The News Herald (Willoughby, OH)
A game-changer for Chester man
Jim Fraser believes in miracles.
And he considers being the first person in the Midwestern U.S. to receive a medical bioresorbable stent as one of them.
On July 4, the 73-yearold Chester Township man, who already had three metal stents implanted in an artery, was taking a walk when he experienced a strong pressure building in his chest. The next day his primary care physician suggested that he contact his cardiologist. Fraser says because he’s “a little Irish, a lot Scotch, and a lot stubborn” he waited for two days.
When tests revealed a staggeringly high blood pressure, paramedics were called and Fraser was immediately brought to University Hospitals in Cleveland.
Having previously been told that additional metal stents were not an option, he feared that open heart surgery was imminent.

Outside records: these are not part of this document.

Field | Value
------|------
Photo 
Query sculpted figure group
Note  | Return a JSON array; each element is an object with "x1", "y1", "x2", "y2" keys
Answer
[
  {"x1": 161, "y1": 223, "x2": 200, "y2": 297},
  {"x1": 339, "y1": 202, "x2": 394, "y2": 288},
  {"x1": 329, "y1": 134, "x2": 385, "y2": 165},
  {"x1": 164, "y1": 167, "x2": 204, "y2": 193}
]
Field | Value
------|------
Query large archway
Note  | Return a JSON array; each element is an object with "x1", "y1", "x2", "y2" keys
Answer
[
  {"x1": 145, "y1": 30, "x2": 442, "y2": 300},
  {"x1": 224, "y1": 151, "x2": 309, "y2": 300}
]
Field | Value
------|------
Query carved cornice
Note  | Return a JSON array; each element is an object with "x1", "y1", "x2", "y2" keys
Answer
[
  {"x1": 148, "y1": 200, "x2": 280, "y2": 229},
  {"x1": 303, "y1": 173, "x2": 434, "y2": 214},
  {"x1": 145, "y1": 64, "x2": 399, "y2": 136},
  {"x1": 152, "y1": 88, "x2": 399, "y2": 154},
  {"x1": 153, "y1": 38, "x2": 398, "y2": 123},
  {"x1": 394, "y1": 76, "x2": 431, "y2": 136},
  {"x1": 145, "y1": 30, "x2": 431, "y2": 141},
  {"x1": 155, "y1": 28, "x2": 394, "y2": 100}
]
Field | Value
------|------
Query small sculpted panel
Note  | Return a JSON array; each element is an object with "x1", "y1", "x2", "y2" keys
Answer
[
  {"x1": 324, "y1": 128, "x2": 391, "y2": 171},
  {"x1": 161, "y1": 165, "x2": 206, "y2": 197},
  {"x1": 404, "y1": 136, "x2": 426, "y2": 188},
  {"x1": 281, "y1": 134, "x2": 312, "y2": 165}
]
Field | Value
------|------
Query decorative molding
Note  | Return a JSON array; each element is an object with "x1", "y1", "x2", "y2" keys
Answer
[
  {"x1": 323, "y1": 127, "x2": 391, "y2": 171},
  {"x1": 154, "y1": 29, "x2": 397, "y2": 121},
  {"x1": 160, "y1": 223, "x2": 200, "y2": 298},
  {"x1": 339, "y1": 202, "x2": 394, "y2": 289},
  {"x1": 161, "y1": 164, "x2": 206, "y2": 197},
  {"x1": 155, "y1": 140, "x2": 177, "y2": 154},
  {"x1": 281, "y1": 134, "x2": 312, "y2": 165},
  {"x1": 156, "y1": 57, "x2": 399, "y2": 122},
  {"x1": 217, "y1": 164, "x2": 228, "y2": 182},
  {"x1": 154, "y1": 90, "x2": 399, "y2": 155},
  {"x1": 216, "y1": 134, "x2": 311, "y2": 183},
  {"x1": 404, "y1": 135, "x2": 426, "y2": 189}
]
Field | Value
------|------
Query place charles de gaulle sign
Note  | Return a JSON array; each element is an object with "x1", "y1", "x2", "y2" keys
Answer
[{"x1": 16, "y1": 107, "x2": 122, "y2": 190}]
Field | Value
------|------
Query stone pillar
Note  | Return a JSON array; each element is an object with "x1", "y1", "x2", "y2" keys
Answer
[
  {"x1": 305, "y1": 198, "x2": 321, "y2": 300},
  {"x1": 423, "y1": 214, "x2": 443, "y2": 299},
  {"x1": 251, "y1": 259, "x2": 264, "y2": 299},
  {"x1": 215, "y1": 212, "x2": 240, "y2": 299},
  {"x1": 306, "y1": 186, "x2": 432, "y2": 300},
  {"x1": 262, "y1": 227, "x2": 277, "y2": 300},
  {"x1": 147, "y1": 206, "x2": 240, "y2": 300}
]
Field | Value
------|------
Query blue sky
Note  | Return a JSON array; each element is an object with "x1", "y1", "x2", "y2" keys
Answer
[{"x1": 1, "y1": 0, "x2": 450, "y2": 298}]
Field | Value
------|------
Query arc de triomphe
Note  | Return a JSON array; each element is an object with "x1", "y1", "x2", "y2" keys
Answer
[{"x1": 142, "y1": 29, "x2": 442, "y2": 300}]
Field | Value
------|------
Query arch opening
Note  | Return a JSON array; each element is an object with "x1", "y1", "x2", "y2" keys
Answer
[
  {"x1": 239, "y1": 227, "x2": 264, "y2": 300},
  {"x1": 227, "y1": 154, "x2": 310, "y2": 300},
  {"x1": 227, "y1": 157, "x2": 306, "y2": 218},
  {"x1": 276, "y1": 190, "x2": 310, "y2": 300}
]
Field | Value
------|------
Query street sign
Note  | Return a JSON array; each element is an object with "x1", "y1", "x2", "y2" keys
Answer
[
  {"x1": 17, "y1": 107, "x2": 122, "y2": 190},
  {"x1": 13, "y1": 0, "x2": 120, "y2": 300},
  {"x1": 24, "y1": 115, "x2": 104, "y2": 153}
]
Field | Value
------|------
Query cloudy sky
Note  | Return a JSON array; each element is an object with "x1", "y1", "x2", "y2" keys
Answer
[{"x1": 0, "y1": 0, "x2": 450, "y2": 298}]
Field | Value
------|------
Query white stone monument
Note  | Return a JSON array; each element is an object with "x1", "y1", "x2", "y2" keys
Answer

“I just had this terrible picture in my head of splitting my chest open,” he said.
Doctors decided to proceed with a heart catheterization. Eventually three blockages in a single artery were detected.
Two and a half hours into the procedure doctors stopped and informed the patient they would complete it the following day.
“I thought ‘wait a minute, this doesn’t sound very cool’,” Fraser said. “But then they told me a new (absorbable) stent had been approved.”
The next day three Abbot Absorb stents were implanted and the three already in his body were cleaned out.
“As far as I’m concerned my whole situation was nothing less than a series of miracles,” Fraser said.
Along with the wonderful news of the absorbable stents came information concerning the recovery period. When the metal stents were implanted Fraser was given certain restrictions and told to take it easy for three weeks. With the new stents he was permitted to resume normal activity, including driving a car, within days.
“I about flipped,” he said when learning of the short amount of downtime.
Recently approved by the U.S. Federal Drug Administration, Absorb is the first and only fully dissolving stent approved for the treatment of coronary artery disease which impacts more than 15 million people in the U.S. It also is the world’s leading cause of death, according to University Hospitals.
Dr. Hiram Bezerra, medical director of the Cardiovascular Imaging Core Laboratory at UH Case Medical Center and also the doctor who implanted Fraser’s stents, and Dr. Gui Attizanni of the UH Harrington Heart and Vascular Institute in Cleveland, played major roles in assisting Abbott Vascular with making the new device available.
“Absorb is a new, potentially game-changing therapy for coronary artery disease,” Bezerra said. “While it may never totally replace traditional DES (drug-eluding stents), this novel technology gives us the ability to repair a patient’s artery with comparable healing and safety and reduced long-term complications.
“The device restores vasomotor function and pulsatility allowing the artery to move and more naturally regulate blood flow. It also avoids the long-term future complications related to metallic stents such as inability to graft a fully stented artery in the event that a patient needs coronary artery bypass grafting.”
The innovative stent opens a patient’s blocked artery but then disappears, leaving no metal behind to restrict natural vessel motion. It’s made of polyactic acid similar to material used in dissolving sutures. Through the process of hydrolysis, the scaffold is metabolized after two to three years, according to UH.
Although new to the United States, the device has been widely used in Europe for about five years.
Along with gratitude for the staff of nurses and doctors whom he claims displayed genuine concern for his welfare, Fraser is vastly appreciative of the new medical “miracle.”
“The stent is just the greatest invention for me that could every possibly be,” he said.
“If I didn’t have those stents I wasn’t optimistic I would have made it through. My experience is just overwhelming as a result of going to UH.”